Cybersecurity isn’t just a small IT function — it’s a key part of the business foundation.
Until now, cybersecurity has mostly been an afterthought for small business. It’s been something that tends to fall within the domain of the IT team—they might set up a firewall, download some antivirus software, and call it a day.
Today, smart business leaders are learning quickly that cybersecurity isn’t just a small function of IT — it’s a key part of the foundation that holds up the entire business. In recent years, we’ve seen significant breaches from large companies like Equifax. But now more than ever, we’re hearing about it at the local level: For example, a school system in Maine being hit with ransomware, or manufacturers being targeted nationwide. In order to protect your proprietary data, your customers, and your reputation, it’s critical to build a strong cybersecurity posture for your company.
So what can you do to make cybersecurity a priority throughout the company?
It’s not simply about deploying the right technology — it’s about creating processes and educating your team to ensure that cybersecurity is thought about in everything you do. As a business owner or manager, you have the freedom to lead the way and set the tone. It all begins with a proactive approach to cybersecurity that runs top down and throughout the organization.
1. Lead by example, make it your culture
Cybersecurity isn’t a project; it’s a posture. Just like your health, it’s something that needs to be continuously monitored and improved. The best way to imbue that mindset is to lead by example. Make cybersecurity a company priority, talk about it throughout the organization at all levels, and practice what you preach so everyone understands its importance and how to participate themselves.
2. Educate your team
It’s not enough to simply be aware of best practices yourself—you need to be sure that everyone adopts and follows your policies. Leverage cybersecurity training content and sessions to help your employees stay up to speed, and give them the opportunity to ask questions.
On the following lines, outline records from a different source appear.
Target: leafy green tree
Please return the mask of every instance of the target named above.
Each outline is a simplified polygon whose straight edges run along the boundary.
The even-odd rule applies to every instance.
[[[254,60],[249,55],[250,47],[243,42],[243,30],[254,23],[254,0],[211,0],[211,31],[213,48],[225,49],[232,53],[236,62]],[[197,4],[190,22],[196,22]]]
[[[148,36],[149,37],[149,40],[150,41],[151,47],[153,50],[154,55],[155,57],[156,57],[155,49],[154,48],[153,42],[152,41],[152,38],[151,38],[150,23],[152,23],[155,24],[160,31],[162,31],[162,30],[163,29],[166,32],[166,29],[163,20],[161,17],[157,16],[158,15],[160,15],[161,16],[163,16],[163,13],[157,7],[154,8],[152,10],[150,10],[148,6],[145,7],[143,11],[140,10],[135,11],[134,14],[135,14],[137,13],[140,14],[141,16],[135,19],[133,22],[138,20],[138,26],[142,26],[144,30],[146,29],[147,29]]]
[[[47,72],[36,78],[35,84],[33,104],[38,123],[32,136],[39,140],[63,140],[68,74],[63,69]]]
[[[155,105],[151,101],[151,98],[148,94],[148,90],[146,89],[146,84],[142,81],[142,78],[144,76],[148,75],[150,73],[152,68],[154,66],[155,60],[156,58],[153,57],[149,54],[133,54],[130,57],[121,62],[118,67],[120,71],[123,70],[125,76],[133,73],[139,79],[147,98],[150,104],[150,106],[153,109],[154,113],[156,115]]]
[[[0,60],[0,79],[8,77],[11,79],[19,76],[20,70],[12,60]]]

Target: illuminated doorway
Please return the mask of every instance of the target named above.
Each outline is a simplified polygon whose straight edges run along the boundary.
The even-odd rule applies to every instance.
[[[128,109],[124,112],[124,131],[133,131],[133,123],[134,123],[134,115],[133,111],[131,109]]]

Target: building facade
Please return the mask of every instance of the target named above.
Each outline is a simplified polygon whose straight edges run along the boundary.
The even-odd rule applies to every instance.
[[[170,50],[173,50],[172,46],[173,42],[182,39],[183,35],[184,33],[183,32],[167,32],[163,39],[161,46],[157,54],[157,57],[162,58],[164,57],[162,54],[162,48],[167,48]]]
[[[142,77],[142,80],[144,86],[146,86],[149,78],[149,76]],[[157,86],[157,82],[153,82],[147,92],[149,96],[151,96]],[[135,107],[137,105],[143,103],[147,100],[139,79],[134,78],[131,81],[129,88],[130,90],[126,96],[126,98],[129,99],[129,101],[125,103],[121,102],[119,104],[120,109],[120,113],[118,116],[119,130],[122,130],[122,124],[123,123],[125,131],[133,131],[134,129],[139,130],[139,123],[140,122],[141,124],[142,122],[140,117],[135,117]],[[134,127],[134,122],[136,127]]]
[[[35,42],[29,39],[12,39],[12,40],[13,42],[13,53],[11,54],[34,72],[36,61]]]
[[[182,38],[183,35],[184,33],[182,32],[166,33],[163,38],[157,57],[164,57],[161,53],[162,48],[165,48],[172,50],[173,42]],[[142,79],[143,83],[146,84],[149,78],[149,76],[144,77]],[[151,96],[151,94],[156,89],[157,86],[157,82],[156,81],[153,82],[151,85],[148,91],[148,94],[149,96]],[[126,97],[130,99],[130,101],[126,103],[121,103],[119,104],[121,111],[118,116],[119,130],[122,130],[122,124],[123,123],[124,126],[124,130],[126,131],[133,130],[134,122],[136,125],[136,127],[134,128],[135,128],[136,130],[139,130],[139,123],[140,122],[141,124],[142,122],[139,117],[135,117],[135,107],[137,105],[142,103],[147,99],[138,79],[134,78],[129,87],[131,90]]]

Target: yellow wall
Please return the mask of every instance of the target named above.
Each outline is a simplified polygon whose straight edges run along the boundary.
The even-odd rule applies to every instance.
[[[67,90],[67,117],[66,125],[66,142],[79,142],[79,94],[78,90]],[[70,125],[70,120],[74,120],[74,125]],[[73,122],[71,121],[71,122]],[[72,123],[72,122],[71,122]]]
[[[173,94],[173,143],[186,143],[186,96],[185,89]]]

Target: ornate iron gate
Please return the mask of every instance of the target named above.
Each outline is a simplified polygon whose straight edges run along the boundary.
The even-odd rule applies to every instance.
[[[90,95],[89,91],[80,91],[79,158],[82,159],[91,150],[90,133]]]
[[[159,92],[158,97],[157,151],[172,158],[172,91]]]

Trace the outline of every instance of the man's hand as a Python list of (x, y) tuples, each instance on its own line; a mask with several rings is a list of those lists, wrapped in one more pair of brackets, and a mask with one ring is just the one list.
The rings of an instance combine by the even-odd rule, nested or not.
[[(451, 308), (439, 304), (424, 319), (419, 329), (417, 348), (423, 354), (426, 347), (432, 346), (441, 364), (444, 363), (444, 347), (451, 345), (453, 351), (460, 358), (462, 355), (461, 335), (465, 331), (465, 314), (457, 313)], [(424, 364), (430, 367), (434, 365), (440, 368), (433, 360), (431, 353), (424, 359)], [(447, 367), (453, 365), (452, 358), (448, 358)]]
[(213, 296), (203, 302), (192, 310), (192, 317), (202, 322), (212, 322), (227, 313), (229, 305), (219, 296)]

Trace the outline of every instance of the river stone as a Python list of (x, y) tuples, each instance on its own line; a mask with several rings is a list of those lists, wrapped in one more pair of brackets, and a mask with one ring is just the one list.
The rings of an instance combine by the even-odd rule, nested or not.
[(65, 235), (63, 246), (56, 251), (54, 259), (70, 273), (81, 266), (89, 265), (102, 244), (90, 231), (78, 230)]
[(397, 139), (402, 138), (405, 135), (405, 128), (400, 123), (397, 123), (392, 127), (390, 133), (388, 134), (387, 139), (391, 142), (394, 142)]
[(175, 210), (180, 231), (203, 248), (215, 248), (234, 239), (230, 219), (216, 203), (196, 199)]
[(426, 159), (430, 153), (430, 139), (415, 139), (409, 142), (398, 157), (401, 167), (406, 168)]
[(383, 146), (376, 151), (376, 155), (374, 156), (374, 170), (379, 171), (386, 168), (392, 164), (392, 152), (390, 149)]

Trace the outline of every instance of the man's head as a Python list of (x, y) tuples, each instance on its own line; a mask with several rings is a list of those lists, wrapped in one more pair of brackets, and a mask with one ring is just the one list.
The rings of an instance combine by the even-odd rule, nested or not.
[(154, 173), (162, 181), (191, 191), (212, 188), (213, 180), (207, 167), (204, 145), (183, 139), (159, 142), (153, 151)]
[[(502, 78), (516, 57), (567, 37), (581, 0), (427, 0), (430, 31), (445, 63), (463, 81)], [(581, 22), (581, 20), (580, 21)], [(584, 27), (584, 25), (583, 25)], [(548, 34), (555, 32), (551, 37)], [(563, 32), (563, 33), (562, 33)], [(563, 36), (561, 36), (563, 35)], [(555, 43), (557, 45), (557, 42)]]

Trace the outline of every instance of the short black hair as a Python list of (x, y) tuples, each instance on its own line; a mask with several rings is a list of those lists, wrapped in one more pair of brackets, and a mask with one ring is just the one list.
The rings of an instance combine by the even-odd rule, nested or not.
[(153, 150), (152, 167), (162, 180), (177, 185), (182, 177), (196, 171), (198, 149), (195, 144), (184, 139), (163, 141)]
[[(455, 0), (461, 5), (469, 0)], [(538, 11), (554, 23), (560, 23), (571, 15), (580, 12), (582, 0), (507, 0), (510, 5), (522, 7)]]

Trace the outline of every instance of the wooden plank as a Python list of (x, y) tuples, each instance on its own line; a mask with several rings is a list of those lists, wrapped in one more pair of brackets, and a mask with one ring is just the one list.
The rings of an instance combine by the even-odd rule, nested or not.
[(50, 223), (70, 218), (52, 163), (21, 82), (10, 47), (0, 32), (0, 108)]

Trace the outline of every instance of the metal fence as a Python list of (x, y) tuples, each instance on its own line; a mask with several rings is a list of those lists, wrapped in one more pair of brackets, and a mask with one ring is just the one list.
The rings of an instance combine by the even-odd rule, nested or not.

3. Get the right technology in place
You most likely already have a firewall and antivirus software, but are those up to date and being patched regularly? And what about the other tools such as regularly monitoring and protecting your company website, having a password vault to simplify password management and ensure everyone creates strong passwords or secure email to encrypt sensitive messages? Mobile device management, encryption, etc., the list goes on and on. Look for software and tools that are easy to use, for administrators and employees.
Editor's note: Need a mobile device management solution? Fill out the below questionnaire to be connected with vendors that can help.
4. Pressure-test your process
It’s critical to ensure that what you have in place is actually working. After all, most data breaches are the result of human error. It’s a problem, even for the large organizations. For example, in the Equifax case, an IT employee neglected to install a security patch for a software vulnerability, even though the company had made it available. In the case of a Yahoo breach, an employee was “spear fished” and unwittingly provided authentication details that led to the exposure of over 500,000 Yahoo accounts.
5. Gauge and engage
To ensure your cybersecurity efforts and guidelines are working to protect your company, you’ll need to regularly test and monitor employee awareness. This might include sending fake phishing emails to employees to see if they are prone to clicking on bad links or opening files they shouldn’t and adopting a monthly routine of short awareness videos to continuously educate everyone in the organization. It can also include “ethical hacking”—in which a third-party is hired to attempt to break-in to company networks and computers then report back on how far they got and if they found their way to the crown jewels.
Getting these insights will help you determine whether additional training is needed, or whether a manager should check in with specific employees to help them remember the policies and improve their own posture. It’s important to find any weak links in your people, processes, or technology now instead of after an attack.
Leading the way to strong cybersecurity
As the business leader, you have the most at stake to lose in the event of an attack. So rather than put off a cybersecurity plan for another day, make it a top priority to build a strategy for proactively defending your company.
Bring together the foundation, culture, and technology that will make your effort a success. Whether you have a cybersecurity background yourself isn’t the point; what matters is that you’re aware of its importance to your organization and can bring together the right approach and solutions to ensure success on this mission. You have the freedom and ability to set the goals for your company to work towards. If you haven’t already, remember to make cybersecurity one of them.